And then I talk about the non-olfact-- well, I talk about the feedback you need for learning. We know that it involves the dopamine pathways pretty heavily. We know that very early taste as well as olfaction were important sources of feedback that affected that system.
And then I talk about the non-olfactory inputs that resulted in a dorsal striatum as well as ventral striatum. And then I talk about the early expansions of the endbrain.
It wasn't just the striatum, but it was the pallium as well. Originally, the pallium was olfactory, the olfactory cortex. But very, very early the medial pallium began to evolve. We will look more at that, I'll show you pictures of the way that looks in non-mammals.
You'll see, for example, in the frog, the major pallial structure is the medial pallium.
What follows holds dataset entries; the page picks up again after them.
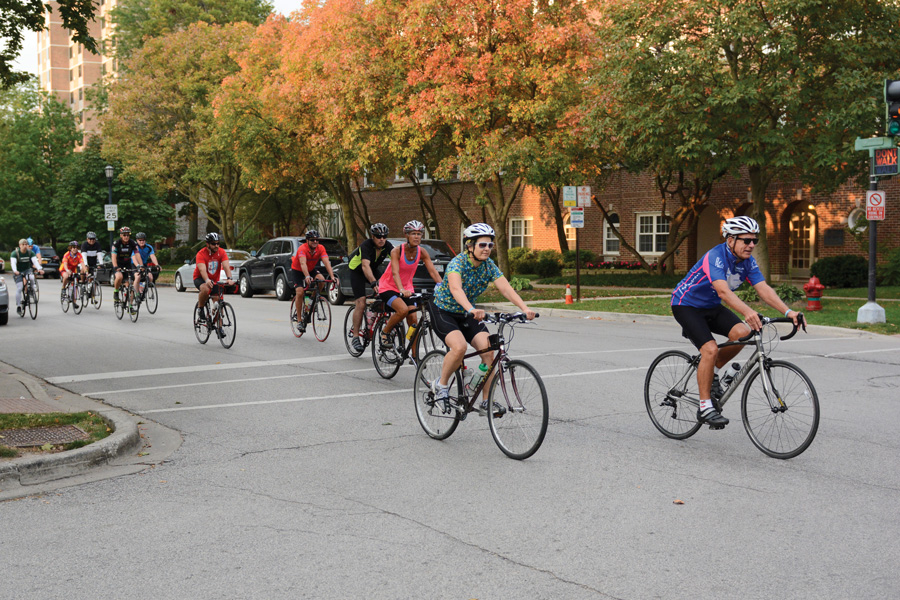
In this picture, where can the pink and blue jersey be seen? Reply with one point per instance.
(696, 288)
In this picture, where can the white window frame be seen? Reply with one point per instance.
(526, 237)
(610, 236)
(658, 233)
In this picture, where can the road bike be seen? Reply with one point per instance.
(517, 410)
(70, 294)
(403, 347)
(216, 315)
(316, 310)
(779, 405)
They have a little bit of structures adjacent to it, but they're just-- they provide input to that medial pallium. It's called the dorsal cortex, and yes, the neocortex did evolve out of that.
OK, and then you had the expansions of both the cortex and the striatum. But the major change that occurred in mammals was that a major output of the striatum went to the cortex, because it projected to the thalamus. So we'll see that.
All right. We get a good idea about origins and the relationship of different major segments of the endbrain and other brain regions by looking at gene expression. And this was one of the earliest studies that did that. It showed that genes expressed in neocortex as well as adjacent areas like hippocampal area and the olfactory cortex.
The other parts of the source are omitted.